Stable Diffusion 3 & FLUX: Complete Guide to MMDiT Architecture

From U-Net to Transformer. A new paradigm treating Text and Image equally.

TL;DR

MMDiT (Multimodal DiT): Processes text and image jointly in a single Transformer
Rectified Flow Adoption: Straight-line paths instead of DDPM for faster generation
FLUX Evolution: Guidance Distillation enables CFG-free 4-8 step generation
Core Innovation: Bidirectional attention between text and image for better prompt following

1. Why Abandon U-Net?

U-Net's Limitations

Stable Diffusion 1.x/2.x was U-Net-based:

python

Text Encoder (CLIP) → Cross-Attention → U-Net → Image

Problems:

One-way information flow: Only text → image, no image → text feedback
Cross-attention bottleneck: Text information injected only at specific layers
Scaling limits: U-Net shows diminishing returns with increased model size

The Rise of DiT

DiT (Diffusion Transformer) demonstrated:

Transformers follow scaling laws
Larger models consistently improve FID
But DiT still used cross-attention for text

MMDiT: True Multimodal

SD3's MMDiT treats text and image as equal sequences:

python

[Text Tokens] + [Image Tokens] → Joint Transformer → [Text'] + [Image']
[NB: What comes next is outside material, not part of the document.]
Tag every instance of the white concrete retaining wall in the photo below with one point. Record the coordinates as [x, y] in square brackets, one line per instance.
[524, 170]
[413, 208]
Bidirectional attention lets text see image, and image see text.

2. MMDiT Architecture Details

Input Processing

Image Input:

VAE Encoder extracts latent: (H, W, 3) → (h, w, 16)
Patchify: (h, w, 16) → (N_img, D)
Add position embedding

Text Input:

Three text encoders:

- CLIP-L (OpenAI)

- CLIP-G (OpenCLIP)

- T5-XXL (Google)

Combine pooled + sequence embeddings
Transform to (N_txt, D) shape

Joint Attention Block

The core is the MM-DiT Block:

python

class MMDiTBlock(nn.Module):
    def __init__(self, dim):
        self.norm1_img = AdaLayerNorm(dim)
        self.norm1_txt = AdaLayerNorm(dim)
        self.attn = JointAttention(dim)

        self.norm2_img = AdaLayerNorm(dim)
        self.norm2_txt = AdaLayerNorm(dim)
        self.ff_img = FeedForward(dim)
        self.ff_txt = FeedForward(dim)

    def forward(self, img, txt, timestep):
        # Separate normalization
        img_norm = self.norm1_img(img, timestep)
        txt_norm = self.norm1_txt(txt, timestep)

        # Joint attention (the key!)
        img_attn, txt_attn = self.attn(img_norm, txt_norm)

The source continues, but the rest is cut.